THE HOYA: Former White House press secretary Sean Spicer criticized the media and academia at-large for traditionally leaning left at an event on Monday cohosted by the Georgetown Institute of Politics and Public Service and Georgetown University College Republicans.
During the event, which was named after a book Spicer published in July about his tenure in the Trump administration, “The Briefing: Politics, the Press, and the President,” Spicer discussed his time as press secretary in the White House. Mo Elleithee, executive director of GU Politics, moderated the discussion.
Spicer resigned from his role as White House press secretary in July 2017 after vocalizing his disagreement with President Donald Trump’s appointment of Anthony Scaramucci as the new communications director. Prior to working as the White House press secretary, Spicer was the communications director and chief strategist of the Republican National Committee. He is currently the president of RigWil LLC, “a strategic consulting firm that provides insights to C-suite corporate and association executives,” according to Spicer’s website.
Spicer talked about the differences between working in public relations for public and private entities. He contrasted working for a private entity and reporting directly to its leader with serving the American people when he worked as a representative of the federal government.
“When you work for a public official, ultimately you’re responsible for the American people,” Spicer said. “You’re serving the person that was elected but ultimately you do have a more paramount responsibility to the American people as a whole.”
Nevertheless, it is still the job of a spokesman to represent the views of the candidate, Spicer said.
“You represent a client, and if you get to the point where you’re uncomfortable, it is your duty to resign,” Spicer said.

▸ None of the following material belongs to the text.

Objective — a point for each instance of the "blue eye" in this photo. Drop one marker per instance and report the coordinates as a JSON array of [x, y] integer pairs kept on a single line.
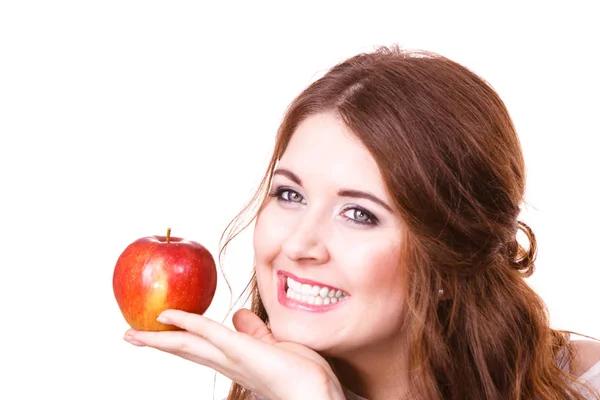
[[353, 214], [287, 195], [359, 216]]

Spicer also discussed the role of the press in the current political climate. A free press is part of what makes America the nation that it is, Spicer said. However, he critiqued the media industry for bias and for neglecting to retract false stories.
“I have never seen an industry where there is such a refusal to call out their own,” Spicer said. “When a story comes out that is demonstrably false, they refuse to do that.”
Spicer suggested punishing journalists who report falsities and exalting media organizations that report fact. He added that the bias of news media leads to much of the political divide that separates the country today because it is easier for people to solely listen to viewpoints they agree with. Spicer highlighted that many mainstream institutions and publications feature left-leaning ideology more than conservative thought, and that this isolates conservatives.
“The problem with the left is that they’ve never understood the frustration of the folks on the right,” he said.
Spicer said he was initially drawn to working with the press by the high-energy environment of getting a story out on time.
“The press used to be a daily battle,” Spicer said. “No excuses. Either you got the story out there or you didn’t. I loved that intensity, that knowing that you didn’t have to wait five weeks down the road to wait for that story to come out.”
Spicer encouraged his audience to listen to other points of view without condemning them as false or incorrect.
“The second that we demean people to the point that, just because you’re on the left and I’m on the right, that your thoughts and views are unacceptable, we’ve lost,” Spicer said. “If you can’t sit back and listen to somebody, we’ve lost what makes this country great,” he said.